VN3ライセンスチーム(代表:あしやまひろこ)は6月1日に、3Dモデルに最適化した利用規約テンプレート「VN3ライセンス」のバージョン1.10を公開した。
VN3ライセンスは、3Dデータ配布をする際に利用可能な規約を簡単に作成できる雛形。その雛形を用いたジェネレーターや解説などを、有志からなるプロボノ・ボランティアグループのVN3ライセンスチームがWebサイト上で無償公開している。
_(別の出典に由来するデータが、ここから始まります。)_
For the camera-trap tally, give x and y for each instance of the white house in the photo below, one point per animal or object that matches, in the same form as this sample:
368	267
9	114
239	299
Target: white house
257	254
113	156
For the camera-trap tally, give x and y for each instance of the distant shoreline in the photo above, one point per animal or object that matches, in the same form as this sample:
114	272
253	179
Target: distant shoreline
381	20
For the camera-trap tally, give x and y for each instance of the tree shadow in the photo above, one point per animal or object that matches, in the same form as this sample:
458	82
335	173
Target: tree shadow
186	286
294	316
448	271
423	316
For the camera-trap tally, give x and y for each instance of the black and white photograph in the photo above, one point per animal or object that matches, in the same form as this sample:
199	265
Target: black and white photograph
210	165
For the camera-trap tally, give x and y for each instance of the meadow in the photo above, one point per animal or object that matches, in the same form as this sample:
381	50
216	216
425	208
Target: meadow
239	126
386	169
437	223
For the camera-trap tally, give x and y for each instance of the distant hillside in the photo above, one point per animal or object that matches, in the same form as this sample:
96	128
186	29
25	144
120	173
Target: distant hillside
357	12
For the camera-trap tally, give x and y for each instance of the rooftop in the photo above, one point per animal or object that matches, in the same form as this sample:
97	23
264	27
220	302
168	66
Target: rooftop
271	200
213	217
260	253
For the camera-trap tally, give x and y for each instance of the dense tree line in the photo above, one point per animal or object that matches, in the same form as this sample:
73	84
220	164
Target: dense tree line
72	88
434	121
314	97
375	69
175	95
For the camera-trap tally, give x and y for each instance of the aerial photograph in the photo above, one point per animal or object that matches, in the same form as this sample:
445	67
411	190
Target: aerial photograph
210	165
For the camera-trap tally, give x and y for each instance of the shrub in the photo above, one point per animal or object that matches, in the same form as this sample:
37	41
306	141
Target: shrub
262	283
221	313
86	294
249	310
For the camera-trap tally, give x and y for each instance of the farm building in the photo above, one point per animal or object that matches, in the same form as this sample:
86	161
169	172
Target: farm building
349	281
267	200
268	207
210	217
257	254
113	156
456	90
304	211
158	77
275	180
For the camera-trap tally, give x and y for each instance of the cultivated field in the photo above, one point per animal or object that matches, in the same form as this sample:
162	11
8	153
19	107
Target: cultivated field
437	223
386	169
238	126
VN3ライセンスは、2020年5月の公開以来、アバターを中心とした数多くの3Dデータの配布に活用されており、2021年はVRChat向けアバターの31%に採用され(1)ている。また、2022年5月末日時点のBOOTH「3Dキャラクター」カテゴリーの人気順上位50位までの製品のうち46%に採用されており(2)、2022年6月現在、日本のソーシャルVR向けアバター取引で最もよく使われている利用規約のテンプレートの1つとなっている。バージョン1.10の主な変更点は下記の通り。
■韓国語・中国語への対応
韓国語および中国語ネイティブ話者によるテンプレートの翻訳を実施し「韓国語」「中国語(繁体字・簡体字両対応)」の簡易規約を作成可能になった。利用規約作成ジェネレーターを用いれば、日本語の選択肢を選んでいくだけで、法的知識があまりない人でも簡単に高品質な日本語の利用規約、英語の対訳、韓国語と中国語の簡易翻訳を作成できる。
■簡易一覧の拡充
従来からある冒頭に表組の一覧に加えて、対象となるデータ、権利者名や問い合わせ先、クレジット表記、ハッシュタグ、許諾期間及び許諾の変更等の項目の簡易な一覧を冒頭に掲載する仕様になった。これにより利用者は冒頭2ページを参照することで契約内容の要点がつかめるようになった。
■センシティブな表現への対応の強化
センシティブな表現(性的表現・暴力的表現・政治活動への利用および、宗教活動への利用)に関わる選択肢について従来の選択肢に加えて「許可しません(ただし私的使用[プライベートな範囲での利用]については禁止しません)」の項目を追加。
(*1)ウェブサイト「VRChatの世界(β)」2021年1〜12月に掲載されたデータに基づく
(*2)ウェブサイト「BOOTH」にて「https://booth.pm/ja/browse/3Dキャラクター」の「人気順」ソート結果に基づく
■あしやまひろこ(VN3ライセンスチーム主宰)プロフィール
女装者、身体と装いと女装の研究者。筑波大学ミスコン「TSUKUBANBEAUTY 2011」グランプリ。「装う」を総合的に研究するサークル「テクノコスプレ研究会」主宰で、VTuberのフレグランスを制作。同人誌『女装と思想』発行。法務経験を生かし開発したアバターライセンス「VN3ライセンス」は、把握できているものだけでも400近いVRChat向け製品に採用されている。メタバース空間では、自身の女装の姿をモデルにしたアバターを使っている。